—
— Виктор говорит, что собирается заставить нас каждый день делать пробежку по парку.
— Он в своем уме?
— Между прочим, у меня есть свободный билет на «Аиду». Кто-нибудь хочет? Вероника?
— Терпеть не могу «Аиду».
— Вы тут говорили о Гертруде и Тиме, — сказал Виктор. — Есть какие-нибудь новости?
— Я был у них на коктейле, — сказал Манфред.
— Кроме вас, был кто-то еще?
— Нет.
— Вот подозрительно, — сказал Виктор, — но, похоже, у Тима Рида вообще нет друзей.
— Он не хочет знакомить Гертруду со своими пьянчугами приятелями, теперь ведь он стал буржуа.
— В конце концов, никто из нас не знает ни одного его товарища.
— Не очень-то мы их искали, — хмыкнул Джеральд.
— Я спрашивал Гертруду на сей предмет, — сказал Манфред. — Она говорит, он упоминал о каком-то малом по имени Джимми Роуленд.

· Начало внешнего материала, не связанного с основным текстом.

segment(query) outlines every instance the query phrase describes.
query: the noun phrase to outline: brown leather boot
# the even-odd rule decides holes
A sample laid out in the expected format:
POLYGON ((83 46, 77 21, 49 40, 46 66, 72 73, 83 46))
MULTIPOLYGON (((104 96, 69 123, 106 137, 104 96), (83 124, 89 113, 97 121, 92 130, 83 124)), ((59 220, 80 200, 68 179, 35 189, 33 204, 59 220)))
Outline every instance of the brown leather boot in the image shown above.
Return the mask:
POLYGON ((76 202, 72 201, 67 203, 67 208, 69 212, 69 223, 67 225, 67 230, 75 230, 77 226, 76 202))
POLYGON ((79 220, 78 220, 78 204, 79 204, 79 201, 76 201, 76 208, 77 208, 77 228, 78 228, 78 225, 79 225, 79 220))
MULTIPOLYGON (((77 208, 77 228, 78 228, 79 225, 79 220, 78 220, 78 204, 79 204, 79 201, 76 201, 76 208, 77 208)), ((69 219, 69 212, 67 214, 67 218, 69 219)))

Но видеть она его не видела…
— Джимми Роуленд? — переспросил Эд Роупер. — Я знавал такого. Он торговал медными украшениями для пабов и прочими подобными вещами.

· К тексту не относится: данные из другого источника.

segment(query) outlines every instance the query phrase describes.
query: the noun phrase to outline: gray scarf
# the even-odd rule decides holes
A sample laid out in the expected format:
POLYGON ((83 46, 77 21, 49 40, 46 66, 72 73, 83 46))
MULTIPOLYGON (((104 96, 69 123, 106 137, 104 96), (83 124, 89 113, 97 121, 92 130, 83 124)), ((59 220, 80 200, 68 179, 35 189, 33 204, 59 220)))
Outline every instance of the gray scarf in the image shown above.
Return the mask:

— Что до дам, кто-нибудь видел Сильвию Викс?
— Она, похоже, пропала бесследно. Манфред говорит, что приглашал ее.
— Кажется, придумала себе болезнь, лейкемия или вроде того.

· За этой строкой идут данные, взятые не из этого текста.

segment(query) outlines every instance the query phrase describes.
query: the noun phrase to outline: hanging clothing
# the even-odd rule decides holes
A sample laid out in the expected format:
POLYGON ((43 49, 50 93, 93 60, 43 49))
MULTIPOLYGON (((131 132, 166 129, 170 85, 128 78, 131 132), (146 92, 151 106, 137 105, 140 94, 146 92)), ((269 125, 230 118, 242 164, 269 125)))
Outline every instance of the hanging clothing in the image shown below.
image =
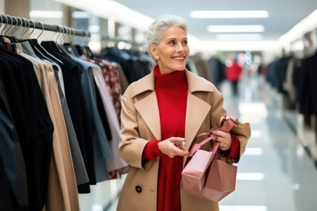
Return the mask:
POLYGON ((2 82, 1 68, 0 65, 0 210, 14 210, 15 207, 19 210, 27 210, 26 169, 2 82), (17 202, 17 205, 13 205, 14 201, 17 202))
POLYGON ((54 42, 42 41, 41 45, 63 63, 61 68, 63 72, 66 98, 89 179, 89 183, 78 186, 78 191, 89 193, 90 191, 89 185, 96 184, 92 141, 93 129, 80 83, 80 69, 69 57, 59 52, 54 42))
POLYGON ((42 210, 46 201, 54 124, 32 63, 6 49, 0 53, 3 83, 26 168, 29 209, 42 210))
POLYGON ((77 184, 54 71, 49 64, 23 53, 22 48, 15 46, 18 54, 33 63, 55 127, 46 207, 49 210, 79 210, 77 184))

— Ох, Виктор, не накаркайте, знаю, у вас сегодня был трудный день…
— Слушаюсь, Вероника. Возвращаясь к Тиму и Гертруде…
— Нельзя, Манфред не позволит, он считает, что это бестактно.
— Я не возражаю, — отозвался Манфред. — Просто хотелось временно переменить тему.
— Я лично думаю, что эта пара непредсказуема.
— Это и делает их бесконечно интересными.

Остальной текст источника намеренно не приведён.